A folha de mamão não tem eficácia comprovada contra a dengue

  • Publicado em 29 de fevereiro de 2024 às 16:47
  • 7 minutos de leitura
  • Por AFP Brasil
É falso que o chá ou extratos da folha do mamoeiro tenham eficácia comprovada para minimizar os efeitos da dengue e aumentar o nível de plaquetas. Mas dois vídeos com essa alegação foram compartilhados mais de 20 mil vezes nas redes sociais desde 7 de fevereiro de 2024. Em um deles, um homem indica a folha como uma “forma natural” de combate à doença. No segundo, uma mulher ensina a fazer um chá com a planta, que teria ajudado na recuperação da dengue. Ao Comprova, projeto de verificação do qual a AFP faz parte, especialistas apontam não existir estudos que comprovem uma resposta terapêutica.

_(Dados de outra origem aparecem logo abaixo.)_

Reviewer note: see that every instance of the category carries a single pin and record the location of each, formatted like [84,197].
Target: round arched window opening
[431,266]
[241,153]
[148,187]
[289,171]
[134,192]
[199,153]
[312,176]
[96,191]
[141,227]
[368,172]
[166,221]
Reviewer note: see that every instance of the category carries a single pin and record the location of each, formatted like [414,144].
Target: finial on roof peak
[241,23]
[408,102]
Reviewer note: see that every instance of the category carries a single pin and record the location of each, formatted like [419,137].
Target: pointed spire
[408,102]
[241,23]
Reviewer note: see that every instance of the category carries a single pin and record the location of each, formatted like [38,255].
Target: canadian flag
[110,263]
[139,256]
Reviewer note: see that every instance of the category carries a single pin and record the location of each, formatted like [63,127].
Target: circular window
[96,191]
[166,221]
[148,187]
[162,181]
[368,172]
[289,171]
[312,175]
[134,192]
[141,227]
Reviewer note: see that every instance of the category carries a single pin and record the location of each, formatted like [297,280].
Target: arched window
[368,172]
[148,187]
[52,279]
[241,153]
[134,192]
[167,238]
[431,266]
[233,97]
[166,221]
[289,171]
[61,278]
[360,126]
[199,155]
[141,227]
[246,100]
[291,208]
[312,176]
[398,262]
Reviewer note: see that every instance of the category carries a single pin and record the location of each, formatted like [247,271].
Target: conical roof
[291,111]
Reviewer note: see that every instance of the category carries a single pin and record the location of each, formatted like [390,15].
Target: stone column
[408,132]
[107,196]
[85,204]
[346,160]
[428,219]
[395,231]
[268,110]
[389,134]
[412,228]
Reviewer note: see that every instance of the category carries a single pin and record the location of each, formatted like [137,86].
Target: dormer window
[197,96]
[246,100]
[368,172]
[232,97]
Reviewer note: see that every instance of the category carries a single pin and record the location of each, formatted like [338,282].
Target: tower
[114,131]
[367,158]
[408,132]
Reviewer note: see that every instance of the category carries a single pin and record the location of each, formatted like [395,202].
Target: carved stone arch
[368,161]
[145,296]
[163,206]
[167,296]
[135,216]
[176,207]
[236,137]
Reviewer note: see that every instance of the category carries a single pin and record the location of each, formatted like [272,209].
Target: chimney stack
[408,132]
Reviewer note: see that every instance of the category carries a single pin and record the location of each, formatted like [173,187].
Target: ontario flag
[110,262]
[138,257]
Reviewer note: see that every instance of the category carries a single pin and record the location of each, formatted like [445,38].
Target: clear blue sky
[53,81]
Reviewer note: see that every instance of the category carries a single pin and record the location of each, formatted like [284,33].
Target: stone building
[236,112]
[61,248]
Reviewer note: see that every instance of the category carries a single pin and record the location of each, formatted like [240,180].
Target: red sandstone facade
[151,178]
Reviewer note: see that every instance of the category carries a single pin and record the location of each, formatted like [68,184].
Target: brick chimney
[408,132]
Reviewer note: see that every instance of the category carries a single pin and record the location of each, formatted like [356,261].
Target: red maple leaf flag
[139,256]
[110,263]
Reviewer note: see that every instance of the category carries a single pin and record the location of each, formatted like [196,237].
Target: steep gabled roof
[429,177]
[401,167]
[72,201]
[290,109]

“Você sabia que o mamão, uma fruta tão comum em nossas casas, pode ser uma poderosa arma contra a dengue? Isso mesmo! Suas folhas têm propriedades medicinais surpreendentes que ajudam a combater essa doença de forma natural e sem gastar nada!”, diz uma das publicações no Facebook

O segundo vídeo, no qual uma mulher fala de uma suposta forma de fazer as plaquetas subir, circula no TikTok.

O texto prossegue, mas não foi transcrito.